Ordinary standards do not apply to Tesla

On January 4th, 1943, Slovenian-American author Louis Adamic wrote the following heartfelt letter to ex-President of the United States, Herbert Hoover. The letter concerned the alarming treatment and general well-being of Adamic’s friend, Nikola Tesla; an immeasurably important inventor whose impact on the modern world is still difficult to appreciate and who, despite his numerous groundbreaking scientific achievements, was at the time of writing severely in debt and in worryingly ill-health.

Hoover immediately forwarded the letter to the IEEE, but to no avail; just three days after it was written, Tesla passed away in the hotel room in which he had lived for the past ten years.

Transcript follows.

Transcript

LOUIS ADAMIC . MILFORD . NEW JERSEY

January 4, 1943

Dear Mr. Hoover:

Nikola Tesla, as you know, is a Serbian immigrant who came to America from Croatia some 60 years ago and became one of the world’s greatest inventors. He became also an American. In the early 1920s Lenin urged him to move to the Soviet Union, promising him every scientific facility, and personal security for life, but Tesla declined — he was an American and had got used to living in the United States, whose civilization he helped to create.

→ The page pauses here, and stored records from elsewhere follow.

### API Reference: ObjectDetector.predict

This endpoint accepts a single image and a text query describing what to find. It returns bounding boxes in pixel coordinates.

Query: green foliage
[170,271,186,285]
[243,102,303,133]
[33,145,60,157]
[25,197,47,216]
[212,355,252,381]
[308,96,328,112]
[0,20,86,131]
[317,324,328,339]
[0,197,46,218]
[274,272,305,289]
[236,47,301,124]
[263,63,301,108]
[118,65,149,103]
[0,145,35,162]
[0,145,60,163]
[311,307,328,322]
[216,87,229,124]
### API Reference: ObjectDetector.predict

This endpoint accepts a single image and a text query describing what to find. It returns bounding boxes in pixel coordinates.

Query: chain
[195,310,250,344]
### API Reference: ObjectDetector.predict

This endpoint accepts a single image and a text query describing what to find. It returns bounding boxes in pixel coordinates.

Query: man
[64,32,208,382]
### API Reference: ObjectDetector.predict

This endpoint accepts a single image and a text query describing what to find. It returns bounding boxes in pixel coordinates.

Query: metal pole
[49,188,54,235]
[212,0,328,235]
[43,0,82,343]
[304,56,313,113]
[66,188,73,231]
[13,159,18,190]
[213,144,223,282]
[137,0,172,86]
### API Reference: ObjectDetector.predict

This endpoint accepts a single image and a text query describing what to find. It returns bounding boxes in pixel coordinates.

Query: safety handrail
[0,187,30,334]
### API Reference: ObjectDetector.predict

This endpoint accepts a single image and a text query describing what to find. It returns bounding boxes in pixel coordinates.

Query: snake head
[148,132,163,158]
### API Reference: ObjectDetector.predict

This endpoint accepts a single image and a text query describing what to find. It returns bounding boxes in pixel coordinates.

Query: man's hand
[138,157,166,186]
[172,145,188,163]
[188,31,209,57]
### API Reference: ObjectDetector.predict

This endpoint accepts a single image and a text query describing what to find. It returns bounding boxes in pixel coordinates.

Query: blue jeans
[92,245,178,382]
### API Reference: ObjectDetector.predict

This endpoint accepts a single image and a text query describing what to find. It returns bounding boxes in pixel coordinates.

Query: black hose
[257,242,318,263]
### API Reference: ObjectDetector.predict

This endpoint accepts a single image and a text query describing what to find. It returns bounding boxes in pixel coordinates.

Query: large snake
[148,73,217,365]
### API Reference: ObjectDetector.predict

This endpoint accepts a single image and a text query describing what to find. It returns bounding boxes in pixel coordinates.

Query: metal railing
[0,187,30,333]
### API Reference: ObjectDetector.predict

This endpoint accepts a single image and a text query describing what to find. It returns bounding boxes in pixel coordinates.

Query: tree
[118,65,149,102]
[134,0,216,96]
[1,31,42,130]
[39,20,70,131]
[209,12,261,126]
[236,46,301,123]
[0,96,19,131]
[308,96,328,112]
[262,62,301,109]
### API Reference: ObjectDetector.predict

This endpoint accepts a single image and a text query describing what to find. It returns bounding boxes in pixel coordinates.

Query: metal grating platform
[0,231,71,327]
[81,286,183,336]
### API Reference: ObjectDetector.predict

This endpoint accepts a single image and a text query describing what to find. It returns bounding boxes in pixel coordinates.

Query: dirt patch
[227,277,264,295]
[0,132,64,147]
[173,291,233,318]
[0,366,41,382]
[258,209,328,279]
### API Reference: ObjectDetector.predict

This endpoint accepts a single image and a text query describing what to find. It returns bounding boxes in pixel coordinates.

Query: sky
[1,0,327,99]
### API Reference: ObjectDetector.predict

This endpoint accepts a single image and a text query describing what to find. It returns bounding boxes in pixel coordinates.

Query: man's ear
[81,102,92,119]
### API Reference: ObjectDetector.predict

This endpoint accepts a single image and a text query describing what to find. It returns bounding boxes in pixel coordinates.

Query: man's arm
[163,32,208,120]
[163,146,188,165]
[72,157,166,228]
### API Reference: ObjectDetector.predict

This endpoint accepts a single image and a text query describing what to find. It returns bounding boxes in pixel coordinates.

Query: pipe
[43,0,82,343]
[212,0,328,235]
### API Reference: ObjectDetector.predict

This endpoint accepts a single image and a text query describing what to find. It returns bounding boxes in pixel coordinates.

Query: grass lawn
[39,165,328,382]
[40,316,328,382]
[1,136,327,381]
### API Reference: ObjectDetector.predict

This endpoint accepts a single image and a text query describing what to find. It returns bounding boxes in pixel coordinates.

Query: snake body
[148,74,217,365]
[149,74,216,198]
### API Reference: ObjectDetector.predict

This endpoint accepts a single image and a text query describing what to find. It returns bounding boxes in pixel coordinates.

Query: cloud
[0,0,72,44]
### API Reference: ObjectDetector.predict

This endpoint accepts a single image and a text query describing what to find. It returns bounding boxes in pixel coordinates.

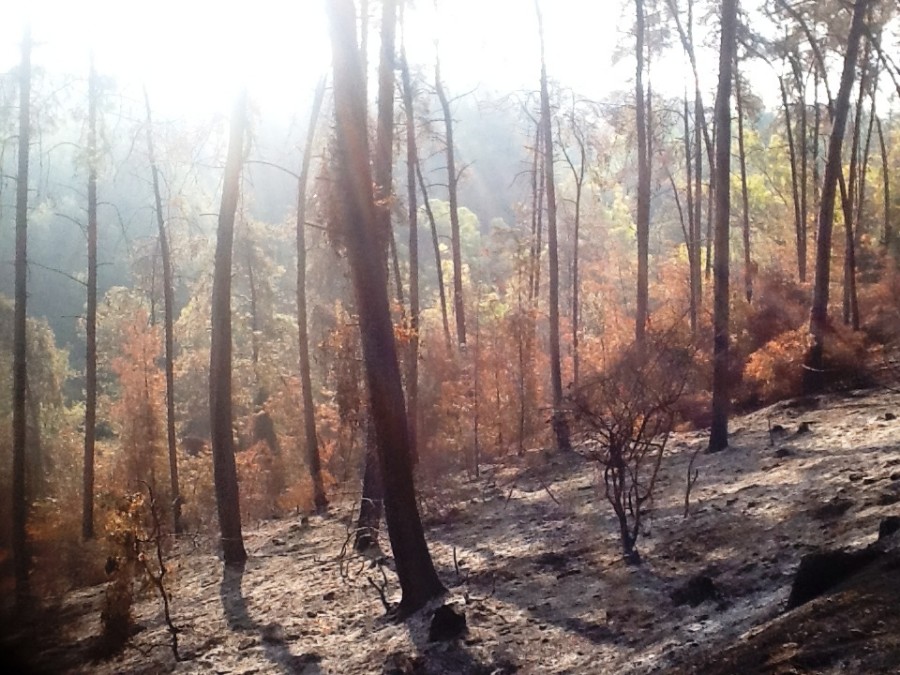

His contribution to the sum-total of American civilization is almost beyond calculation. Hundreds of billions of dollars of American wealth are ascribable to his inventions. They are at the very center of our current war effort. No man living has added more substantially to the potentialities of human life than Tesla.

Yet today, when he is past 90, he is worse than penniless. He is extremely frail, weighing less than 90 pounds. His health is poor, and he has grown somewhat bitter against the U.S.A. No doubt his current poverty is his own fault. However, I think that ordinary standards do not apply to Tesla. He was always the pure scientist, never interested in money, always impractical about material existence.

But the fact is that now he is up against it. He receives a small “pension” from the Yugoslav government-in-exile. I know that Tesla suffers greatly at having to accept this pension from the government of his native country, to which he had never contributed anything directly. He suffers especially because the money comes to him through the Yugoslav Ambassador in Washington, whom he dislikes personally. Tesla suffers, too, in fact to the point of bitterness, because he feels — with some justice — that everyone in America, including the beneficiaries of fortunes created by his inventions, has forgotten him. No one writes to him; no one comes to see him.

He lives in a meager room in the New Yorker Hotel, in New York. He owes about a year’s rent — the Yugoslav pension is not enough to keep him in scientific apparatus, etc., for he continues to work on his projects.

This letter is not an appeal for your personal financial help. Some way will be found of looking out for him — he will probably not outlive 1943. But he needs someone to take care of him personally without seeming to; someone who could also follow his current notes and experiments and preserve what may be of value in them. Perhaps one of the large electrical corporations which have benefitted so greatly through his inventions would be glad to pension him for the short balance of his life. And I am wondering if you know someone who might be approached.

A pension coming from such a source would relieve Tesla of the necessity of accepting more money from the Yugoslav government. It would do much to remove his bitter feeling of neglect. And it would be fitting, though small, recognition of the debt America owes this man who has done so much for his country.

If you would like more details, I can come to see you in New York at any time.